Hearing her say this made me realise that I have no idea where most of the food I eat comes from. After centuries of growing our own food, Irish people now consider it a luxury to be able to see exactly where their food is grown. But this doesn’t have to be the case. Nathalie and Maeve stressed the ease and accessibility of urban gardening. “You can grow salad leaves on a windowsill,” Maeve told me. To grow potatoes, all you have to do is chuck four spuds into a shopping bag filled with soil on St. Patrick’s Day and leave it outside, by mid-summer you’ll have spuds! 

When talking about learning about the cycles of nature and how to grow things, Nathalie said “ it’s so important because you’re not going to fight for something that you don’t know.” She was talking about the environment at large but I couldn’t help but think of it in terms of the garden as well. With news cycle after news cycle about the continuing decline of third spaces, the infantilization of adults, the rising cost of vegetables, here is a space right in the heart of the city that is accessible to everyone, used daily and relies on the self-organising of volunteers. Perhaps we only think that projects like this won’t work because we haven’t been exposed to them when they do work. I think of the kids and refugees who use this garden, how their perception of this city must be completely different to my own. To them, maybe Dublin is a city where people give up their time and energy in order to spend time with their community, they use their skills to create spaces everyone can use, they give freely what they have and are eager to learn new skills, they see land that is unused and turn it into something that benefits everyone. That is the city I want to live in. Mud Island should be the blueprint for every neighbourhood in Dublin. Rather than endless empty office buildings, more space should be allocated to the community.  

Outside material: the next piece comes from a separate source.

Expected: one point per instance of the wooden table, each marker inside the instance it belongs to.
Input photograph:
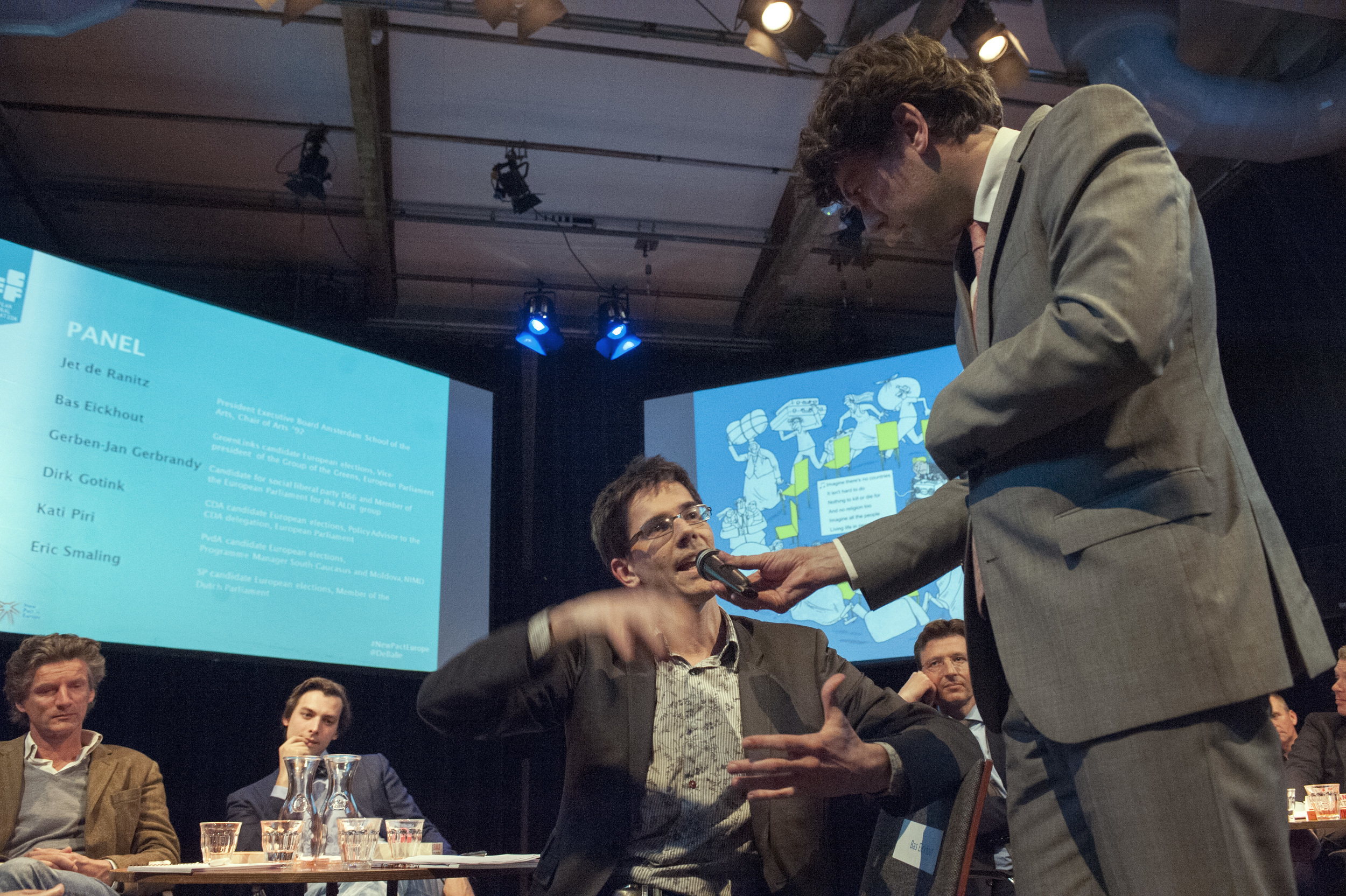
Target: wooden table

If you want to check out Mud Island for yourself, this weekend is the perfect time because there will be a céilí on Sunday the 16th of March. The last Sunday of every month is also a good day to pop along because that is when the Repair Cafe is open and you have the opportunity to get some clothes, bike and crockery repairs done, free of charge. Becoming a member is easy and can be done through their website mudisland.ie, it only costs 10 euros (5 euro for the unemployed and free for asylum seekers) and gives you access to the monthly newsletter which is packed with useful gardening tips as well as information about upcoming events. But even if you don’t become a member, everyone is welcome to visit the garden, help out with chores written on a blackboard and help themselves to some delicious organic fruit and vegetables.